Enriching the Teaching Experience

Fedor-Bassemier, Cobb, and Rea are passionate about teaching. “It’s very gratifying to know that you’ve helped somebody to learn and understand a concept—and know that they are then going to go out, and patients are going to benefit from all these people you have educated,” Cobb says. “I really enjoy those light-bulb moments when you have a student who ‘gets’ something,” Rea says. “It’s so rewarding to see somebody understand a new concept, to apply it, and use it clinically; there’s nothing like it.”

Fedor-Bassemier, who has been in nursing for forty-one years, says that when she started teaching as an adjunct, “I found a new energy, a new excitement, a new passion for me to continue learning, so I then wanted to turn around and give back and share my experience with students to help pave the way for their transition to becoming professional nurses easier.” In addition to teaching students, Fedor- Bassemier takes manikins on the road to local schools to encourage others to explore nursing as a career.
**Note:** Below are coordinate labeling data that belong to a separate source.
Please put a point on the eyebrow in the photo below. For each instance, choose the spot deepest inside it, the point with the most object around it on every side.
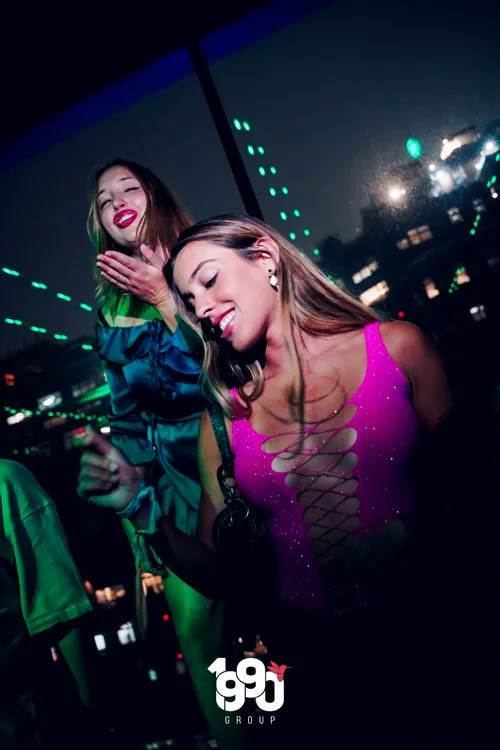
(120, 180)
(200, 265)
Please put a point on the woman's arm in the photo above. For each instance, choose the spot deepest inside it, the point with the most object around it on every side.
(143, 280)
(419, 361)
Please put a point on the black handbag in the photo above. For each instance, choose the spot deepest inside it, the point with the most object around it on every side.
(245, 553)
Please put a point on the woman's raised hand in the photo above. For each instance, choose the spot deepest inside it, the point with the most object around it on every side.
(134, 276)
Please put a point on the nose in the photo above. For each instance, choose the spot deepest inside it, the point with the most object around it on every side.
(118, 202)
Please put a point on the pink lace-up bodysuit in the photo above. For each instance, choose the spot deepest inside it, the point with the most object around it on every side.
(338, 502)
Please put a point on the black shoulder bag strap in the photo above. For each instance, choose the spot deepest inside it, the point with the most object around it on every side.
(237, 509)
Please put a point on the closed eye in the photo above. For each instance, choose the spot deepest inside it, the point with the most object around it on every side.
(211, 282)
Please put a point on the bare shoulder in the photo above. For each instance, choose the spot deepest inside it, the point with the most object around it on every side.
(421, 364)
(406, 343)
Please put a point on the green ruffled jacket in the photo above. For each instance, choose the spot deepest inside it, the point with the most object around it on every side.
(155, 410)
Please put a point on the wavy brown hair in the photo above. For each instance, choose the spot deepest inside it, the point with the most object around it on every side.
(309, 302)
(165, 218)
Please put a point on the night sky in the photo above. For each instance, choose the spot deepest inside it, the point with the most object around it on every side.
(334, 99)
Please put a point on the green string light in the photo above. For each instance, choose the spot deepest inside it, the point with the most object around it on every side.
(272, 191)
(41, 285)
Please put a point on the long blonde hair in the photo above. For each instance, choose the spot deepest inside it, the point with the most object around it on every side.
(165, 218)
(309, 301)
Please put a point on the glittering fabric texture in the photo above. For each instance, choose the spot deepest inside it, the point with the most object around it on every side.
(339, 498)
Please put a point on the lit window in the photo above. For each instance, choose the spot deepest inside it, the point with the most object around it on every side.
(100, 642)
(455, 215)
(419, 234)
(365, 272)
(431, 288)
(479, 206)
(374, 293)
(478, 313)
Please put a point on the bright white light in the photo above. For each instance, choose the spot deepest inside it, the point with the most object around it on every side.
(50, 399)
(490, 147)
(396, 193)
(126, 634)
(100, 642)
(478, 313)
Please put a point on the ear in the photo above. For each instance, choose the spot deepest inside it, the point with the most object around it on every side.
(269, 254)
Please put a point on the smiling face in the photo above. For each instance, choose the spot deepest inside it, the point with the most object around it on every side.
(121, 205)
(230, 291)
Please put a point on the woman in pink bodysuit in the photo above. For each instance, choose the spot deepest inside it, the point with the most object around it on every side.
(324, 426)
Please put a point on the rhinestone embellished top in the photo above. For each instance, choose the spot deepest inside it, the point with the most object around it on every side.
(340, 499)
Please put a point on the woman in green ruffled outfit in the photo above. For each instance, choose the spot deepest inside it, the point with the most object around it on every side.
(152, 370)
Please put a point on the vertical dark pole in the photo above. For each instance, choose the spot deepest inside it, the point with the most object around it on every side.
(224, 130)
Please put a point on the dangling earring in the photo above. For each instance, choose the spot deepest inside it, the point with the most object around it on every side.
(274, 281)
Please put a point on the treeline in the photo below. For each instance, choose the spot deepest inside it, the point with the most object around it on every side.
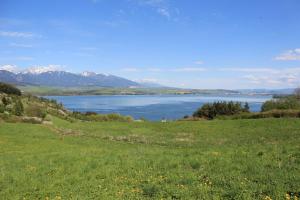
(284, 106)
(211, 110)
(93, 116)
(9, 89)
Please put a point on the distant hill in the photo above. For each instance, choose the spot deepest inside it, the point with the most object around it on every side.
(65, 79)
(285, 91)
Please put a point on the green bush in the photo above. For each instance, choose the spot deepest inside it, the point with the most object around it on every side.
(92, 116)
(35, 111)
(18, 108)
(9, 89)
(211, 110)
(267, 114)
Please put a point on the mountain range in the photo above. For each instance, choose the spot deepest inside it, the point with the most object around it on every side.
(65, 79)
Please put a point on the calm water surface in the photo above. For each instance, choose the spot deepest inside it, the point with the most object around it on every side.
(151, 107)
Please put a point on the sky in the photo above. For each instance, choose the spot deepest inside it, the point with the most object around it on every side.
(205, 44)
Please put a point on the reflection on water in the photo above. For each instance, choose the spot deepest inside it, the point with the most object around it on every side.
(151, 107)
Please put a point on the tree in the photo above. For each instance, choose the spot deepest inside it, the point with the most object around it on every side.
(211, 110)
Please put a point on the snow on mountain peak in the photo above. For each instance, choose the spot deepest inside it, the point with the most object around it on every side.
(87, 73)
(42, 69)
(10, 68)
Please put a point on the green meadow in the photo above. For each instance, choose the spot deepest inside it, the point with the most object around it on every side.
(219, 159)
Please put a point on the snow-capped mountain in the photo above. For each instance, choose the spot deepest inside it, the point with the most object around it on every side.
(57, 78)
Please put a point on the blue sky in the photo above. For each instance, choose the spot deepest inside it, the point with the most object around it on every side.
(230, 44)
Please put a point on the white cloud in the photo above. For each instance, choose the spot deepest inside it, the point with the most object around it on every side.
(130, 69)
(293, 54)
(154, 69)
(24, 58)
(148, 80)
(199, 62)
(255, 70)
(164, 12)
(162, 7)
(10, 68)
(20, 45)
(17, 34)
(189, 69)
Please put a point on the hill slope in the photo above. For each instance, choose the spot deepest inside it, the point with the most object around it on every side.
(65, 79)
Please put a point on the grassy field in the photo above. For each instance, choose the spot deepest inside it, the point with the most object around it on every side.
(230, 159)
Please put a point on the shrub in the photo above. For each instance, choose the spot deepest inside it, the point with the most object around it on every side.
(18, 108)
(211, 110)
(35, 111)
(92, 116)
(9, 89)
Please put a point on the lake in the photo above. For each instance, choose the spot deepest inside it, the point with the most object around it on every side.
(151, 107)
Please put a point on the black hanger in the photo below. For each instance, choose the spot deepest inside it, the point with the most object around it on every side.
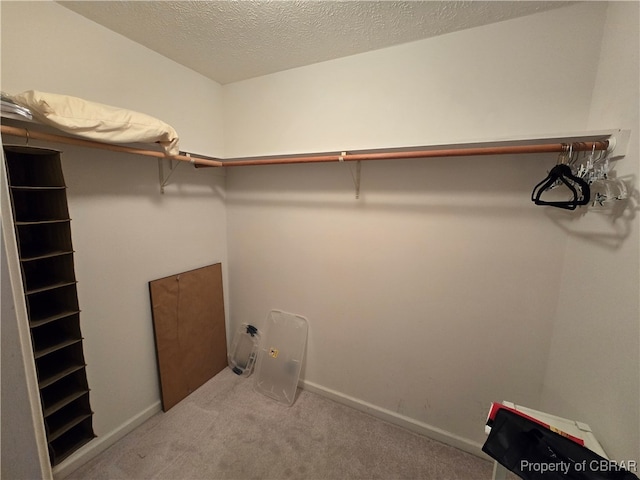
(561, 173)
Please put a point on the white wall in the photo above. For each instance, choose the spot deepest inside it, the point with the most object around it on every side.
(125, 233)
(436, 292)
(503, 80)
(594, 362)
The UE faculty value what simulation brings to their teaching experience. “Simulation is never boring; it’s always exciting,” Fedor-Bassemier says. “You can do the same simulation multiple times, and it can go in entirely different ways, depending on the group of students. I love it.”

Cobb, whose simulations often involved complex patients, appreciates “the ability to stop and step back and say, ‘Let’s think this through,’ which you obviously couldn’t do with a real patient,” she says. “That’s what I really like about simulation. You can take a step back and listen to the thought processes everyone’s having.”